Favorite experiences:
• Dimension 20: Gauntlet at the Garden. I will never again pay that much money to watch DND played live from nose-bleed seats, but I’m glad I did it once. My favorite experience was making friends while standing in line for the single stall in the men’s room with a whole bunch of other transmasc people, and just soaking in the good vibes of thousands of mostly queer nerds. My second favorite was watching Brennan Lee Mulligan kiss Brian Murphy on the mouth. We also got to see Critical Role live at Radio City Music Hall, and I saw Robbie Draymond hanging out in the lobby. That man has no right being that tall or that attractive, what the fuck.
• Holding a three-hour-old baby. This picture is so gender. He did pee on me at least once.

• Watching Heathers, Hellraiser, and Society with the Astoria Horror Club at local bars. This is how horror should be consumed IMO.
• Cabaret on Broadway, with Orville Peck as the Emcee. This hit HARD in 2025.
• Emceeing and hosting a zine show-and-tell-and-sell at the bookshop. Hoping to do this more often in 2026.
• Voting in the 2025 NYC election, and actually feeling some hope about how it turned out? Weird!!!!

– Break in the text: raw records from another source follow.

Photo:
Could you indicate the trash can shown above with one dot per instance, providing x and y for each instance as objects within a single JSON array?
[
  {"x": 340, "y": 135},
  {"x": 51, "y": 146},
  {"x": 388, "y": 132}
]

I still have 9 more days of retail hell to suffer through, so this is going to be my last missive for the year. My wish for us all is to have enough: enough food, enough money to get by, enough time, enough courage to see us through, enough love to keep us going. I hope the end of this year treats us with a little more kindness, but if it doesn’t? Do what you can to make up that deficit.